Sometimes we get sick when we are in our own homes and many of those times it is because we have brought a virus in with us from outside. But occasionally, there can be something lingering in the home that is responsible for the illness. One of the most common problem-causing substances is mould growing as a result of damp problems. But what are the health implications of mould and other damp related conditions?
The problem with mould
Mould comes in many different forms and grows in many different places. There’s the mould that grows on food when it is has been exposed to air for too long. Then there’s the mould that grows on walls and ceilings when they are constant damp – this is often called black mould.
According to the Institute of Medicine in the US, mould can be linked with a number of conditions. In many people, it can bring on the symptoms of an upper respiratory tract infection such as coughing, wheezing and a runny nose. If you suffer from asthma, then the symptoms of the condition can be worsened by mould.

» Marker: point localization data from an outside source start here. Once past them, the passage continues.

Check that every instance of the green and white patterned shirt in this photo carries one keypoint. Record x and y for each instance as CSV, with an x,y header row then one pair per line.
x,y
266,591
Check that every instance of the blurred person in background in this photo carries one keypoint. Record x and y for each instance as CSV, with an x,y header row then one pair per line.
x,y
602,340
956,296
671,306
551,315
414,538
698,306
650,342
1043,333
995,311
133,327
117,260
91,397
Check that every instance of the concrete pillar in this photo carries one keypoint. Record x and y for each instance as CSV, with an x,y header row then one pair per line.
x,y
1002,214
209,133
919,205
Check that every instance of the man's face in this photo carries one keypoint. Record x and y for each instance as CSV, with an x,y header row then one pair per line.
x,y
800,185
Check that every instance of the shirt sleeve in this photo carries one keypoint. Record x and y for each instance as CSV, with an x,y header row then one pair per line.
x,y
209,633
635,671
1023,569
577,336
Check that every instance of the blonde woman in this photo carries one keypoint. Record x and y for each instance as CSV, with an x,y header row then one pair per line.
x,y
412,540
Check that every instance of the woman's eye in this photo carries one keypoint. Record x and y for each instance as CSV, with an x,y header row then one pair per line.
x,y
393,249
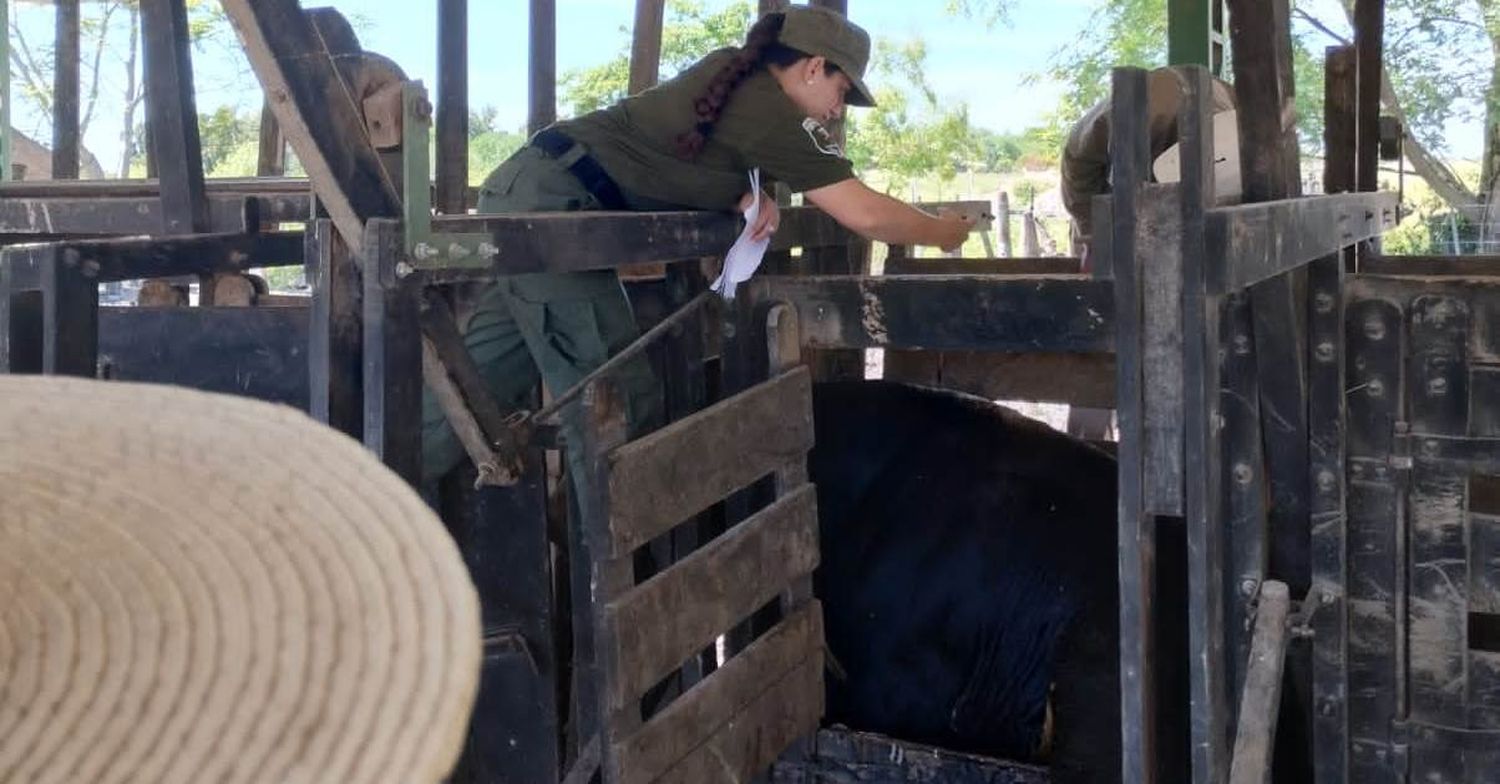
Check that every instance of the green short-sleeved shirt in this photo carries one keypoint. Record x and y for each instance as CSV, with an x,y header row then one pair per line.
x,y
635,141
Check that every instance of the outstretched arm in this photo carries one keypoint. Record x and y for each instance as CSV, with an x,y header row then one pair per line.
x,y
876,216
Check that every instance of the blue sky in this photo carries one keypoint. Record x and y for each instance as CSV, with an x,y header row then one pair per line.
x,y
968,62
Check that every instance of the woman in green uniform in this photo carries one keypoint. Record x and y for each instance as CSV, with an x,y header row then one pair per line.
x,y
689,143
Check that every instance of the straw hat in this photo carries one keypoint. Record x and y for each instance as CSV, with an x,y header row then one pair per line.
x,y
206,588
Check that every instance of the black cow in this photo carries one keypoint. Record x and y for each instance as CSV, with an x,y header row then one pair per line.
x,y
969,577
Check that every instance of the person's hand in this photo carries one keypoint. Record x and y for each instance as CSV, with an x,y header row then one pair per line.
x,y
954,231
767,221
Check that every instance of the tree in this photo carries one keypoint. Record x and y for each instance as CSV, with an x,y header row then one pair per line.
x,y
687,33
909,132
110,42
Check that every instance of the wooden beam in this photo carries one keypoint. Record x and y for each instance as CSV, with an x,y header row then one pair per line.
x,y
1053,314
452,122
317,113
1370,21
543,71
65,92
174,116
645,48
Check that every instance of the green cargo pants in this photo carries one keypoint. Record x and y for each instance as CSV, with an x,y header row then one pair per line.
x,y
555,326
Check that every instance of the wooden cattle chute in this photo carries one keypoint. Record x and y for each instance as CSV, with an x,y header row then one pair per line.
x,y
1230,339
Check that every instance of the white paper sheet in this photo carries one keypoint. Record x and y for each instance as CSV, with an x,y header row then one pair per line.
x,y
744,257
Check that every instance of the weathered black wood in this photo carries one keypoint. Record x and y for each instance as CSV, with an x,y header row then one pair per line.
x,y
335,341
392,345
315,113
839,754
270,159
1370,21
1374,392
66,57
170,101
983,266
1059,314
1137,529
248,351
1259,242
1437,402
513,732
1326,436
452,122
137,215
1244,477
543,65
1202,475
128,260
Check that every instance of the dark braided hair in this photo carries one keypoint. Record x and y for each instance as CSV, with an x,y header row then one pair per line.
x,y
759,50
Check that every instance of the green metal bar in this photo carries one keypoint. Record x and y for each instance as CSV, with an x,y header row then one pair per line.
x,y
1190,26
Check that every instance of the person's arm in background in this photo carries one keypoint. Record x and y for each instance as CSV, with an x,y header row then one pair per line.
x,y
875,216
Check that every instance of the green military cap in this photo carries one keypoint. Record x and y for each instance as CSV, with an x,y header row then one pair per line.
x,y
831,35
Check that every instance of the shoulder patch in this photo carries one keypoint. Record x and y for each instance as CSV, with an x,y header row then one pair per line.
x,y
821,138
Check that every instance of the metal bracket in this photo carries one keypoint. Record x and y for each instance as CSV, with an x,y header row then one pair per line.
x,y
425,249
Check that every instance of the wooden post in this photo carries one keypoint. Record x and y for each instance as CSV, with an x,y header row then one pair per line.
x,y
543,65
270,161
1002,222
174,117
452,122
645,48
1031,246
65,92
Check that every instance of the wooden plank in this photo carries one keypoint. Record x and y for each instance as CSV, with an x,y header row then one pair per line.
x,y
392,348
645,45
722,697
984,266
335,342
137,215
1058,314
315,113
248,351
662,622
665,477
542,71
452,120
1262,240
746,747
138,258
1260,702
66,57
1202,493
170,102
1158,227
1137,528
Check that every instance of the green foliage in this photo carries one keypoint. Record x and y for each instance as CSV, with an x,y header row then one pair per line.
x,y
911,132
687,33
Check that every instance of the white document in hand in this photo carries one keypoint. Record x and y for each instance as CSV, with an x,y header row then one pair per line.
x,y
744,257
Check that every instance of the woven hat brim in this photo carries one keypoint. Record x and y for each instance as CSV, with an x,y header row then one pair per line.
x,y
207,588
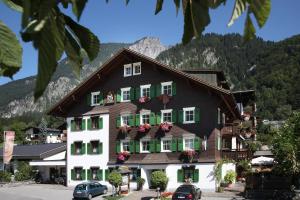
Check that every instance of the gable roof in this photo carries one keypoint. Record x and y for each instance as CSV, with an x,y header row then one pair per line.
x,y
68,100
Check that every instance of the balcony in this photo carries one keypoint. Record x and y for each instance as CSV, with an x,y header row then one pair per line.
x,y
236,155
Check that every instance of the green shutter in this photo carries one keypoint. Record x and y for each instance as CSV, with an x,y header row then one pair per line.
x,y
196,176
131,93
100,148
100,174
174,116
152,91
158,90
83,174
100,125
158,118
89,124
137,92
89,176
180,175
118,147
72,149
73,125
152,146
152,119
180,144
88,99
197,143
72,174
173,89
137,119
82,150
131,120
119,96
180,116
106,174
89,148
118,121
137,146
83,125
158,146
131,146
197,115
174,144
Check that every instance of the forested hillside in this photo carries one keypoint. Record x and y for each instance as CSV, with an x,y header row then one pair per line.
x,y
271,68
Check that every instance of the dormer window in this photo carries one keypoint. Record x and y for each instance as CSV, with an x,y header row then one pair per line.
x,y
137,68
127,70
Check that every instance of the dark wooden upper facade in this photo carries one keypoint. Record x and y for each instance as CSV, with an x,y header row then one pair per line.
x,y
190,92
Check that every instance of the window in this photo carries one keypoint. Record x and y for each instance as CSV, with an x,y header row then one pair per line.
x,y
145,118
166,88
166,115
95,98
188,143
125,120
136,68
125,146
189,115
125,94
145,146
145,90
166,145
127,70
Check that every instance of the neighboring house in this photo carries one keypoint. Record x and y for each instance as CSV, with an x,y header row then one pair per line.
x,y
37,135
134,104
49,159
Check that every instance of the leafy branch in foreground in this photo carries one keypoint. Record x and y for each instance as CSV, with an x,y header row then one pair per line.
x,y
53,33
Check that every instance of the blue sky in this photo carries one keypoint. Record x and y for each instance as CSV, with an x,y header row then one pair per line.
x,y
115,22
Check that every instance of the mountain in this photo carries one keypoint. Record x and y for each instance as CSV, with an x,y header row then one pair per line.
x,y
18,95
270,68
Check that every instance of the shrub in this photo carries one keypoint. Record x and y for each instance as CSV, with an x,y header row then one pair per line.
x,y
230,177
159,179
24,172
5,176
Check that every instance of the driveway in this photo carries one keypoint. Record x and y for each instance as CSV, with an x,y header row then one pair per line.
x,y
38,192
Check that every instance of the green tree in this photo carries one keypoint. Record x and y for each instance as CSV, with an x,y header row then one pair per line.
x,y
53,33
286,147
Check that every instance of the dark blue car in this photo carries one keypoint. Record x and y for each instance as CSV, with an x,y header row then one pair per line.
x,y
88,190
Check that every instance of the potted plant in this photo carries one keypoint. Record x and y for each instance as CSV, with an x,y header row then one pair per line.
x,y
140,183
230,177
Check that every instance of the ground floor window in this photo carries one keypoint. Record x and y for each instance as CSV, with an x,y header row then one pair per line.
x,y
188,174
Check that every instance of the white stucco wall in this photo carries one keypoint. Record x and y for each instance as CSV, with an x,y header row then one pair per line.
x,y
86,161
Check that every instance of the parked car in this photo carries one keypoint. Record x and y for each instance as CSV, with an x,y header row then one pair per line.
x,y
187,191
88,190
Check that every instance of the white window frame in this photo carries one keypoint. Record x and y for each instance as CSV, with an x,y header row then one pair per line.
x,y
92,98
121,145
148,112
144,87
133,68
141,145
123,90
188,138
162,115
162,144
184,113
166,84
125,69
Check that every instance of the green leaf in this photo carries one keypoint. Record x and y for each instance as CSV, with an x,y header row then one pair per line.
x,y
50,50
159,4
249,30
88,41
10,52
78,6
239,7
261,10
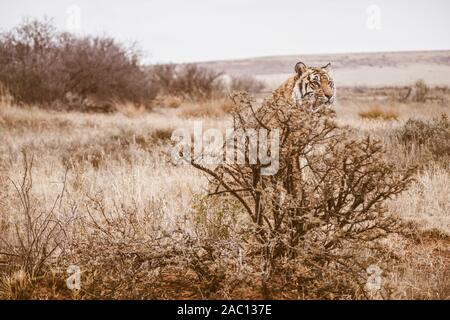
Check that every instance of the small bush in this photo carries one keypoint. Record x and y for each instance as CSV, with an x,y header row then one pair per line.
x,y
42,66
246,83
212,108
168,101
189,81
421,90
376,113
325,217
434,135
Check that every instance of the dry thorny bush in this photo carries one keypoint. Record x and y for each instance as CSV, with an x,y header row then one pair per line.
x,y
309,231
318,222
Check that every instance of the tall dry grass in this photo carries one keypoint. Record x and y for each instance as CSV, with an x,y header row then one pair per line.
x,y
138,226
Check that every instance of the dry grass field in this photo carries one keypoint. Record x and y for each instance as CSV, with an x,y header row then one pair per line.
x,y
99,191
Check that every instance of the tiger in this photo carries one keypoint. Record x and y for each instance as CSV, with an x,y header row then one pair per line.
x,y
312,84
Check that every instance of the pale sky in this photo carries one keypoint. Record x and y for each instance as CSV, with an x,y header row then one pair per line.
x,y
199,30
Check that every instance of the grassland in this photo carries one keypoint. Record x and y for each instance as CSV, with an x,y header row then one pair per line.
x,y
99,191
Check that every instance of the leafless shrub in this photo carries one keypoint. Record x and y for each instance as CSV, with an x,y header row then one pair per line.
x,y
248,84
32,238
326,211
214,108
433,135
376,113
419,92
45,67
189,81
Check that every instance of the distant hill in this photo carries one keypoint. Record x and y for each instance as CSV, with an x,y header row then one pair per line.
x,y
369,69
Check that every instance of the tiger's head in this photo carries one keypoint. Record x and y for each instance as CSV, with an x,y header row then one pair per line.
x,y
314,85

Perhaps the most serious case is people have a sensitivity to mould and, in most cases, have no idea that they have it. This results in a condition known as hypersensitivity pneumonitis that can be very serious and has even been linked to a few deaths around the world, though the evidence is still a little uncertain in these cases.
Other effects on your health
While mould itself can have a negative impact on your health, other damp related conditions can also cause problems. Dry rot, for example is a type of fungus that can grow on wood and spread to other materials such as metal. While not causing problems itself, because it can only grow in certain moisture levels.
Damp specialists will tell you that the moisture levels needed for conditions like dry rot can also be harmful to health for some people. The extra moisture can affect anyone with respiratory problems ranging from asthma to lung problems. It can also lead issues for kids, the elderly and anyone with reduced immune system.
The fungus itself releases spores at certain points of its growing cycle and these spores can also cause an allergic reaction in people if they are inhaled or even touch the skin.
Managing the causes of mould
The best way to avoid mould health problems is to deal with the causes of damp and therefore make the environment unfriendly for it and for fungi to grow. If you see signs of damp, you should call in damp specialists as soon as possible to have a look at the problem.
One of the causes of damp in houses is called rising damp. This is a problem with the damp proofing course that normally prevents water being absorbed by brick or stone above a certain point. If this fails, water can get inside and you will notice tide marks, peeling wallpaper and black mould growing.
Another problem that can lead to mould is called penetrating damp – this is where water penetrates the house due to a weakness in the weatherproofing and allows damp to spread. This might be a faulty or blocked area of guttering or a missing roof tile.
Perhaps the most common kind of damp comes from condensation. When we have poor ventilation or uneven heating, we can create condensation. This is air filled with moisture that is warm and when it hits a cold surface, the water is released, coating whatever it touches. This creates the moisture levels needed for mould to grow and spread.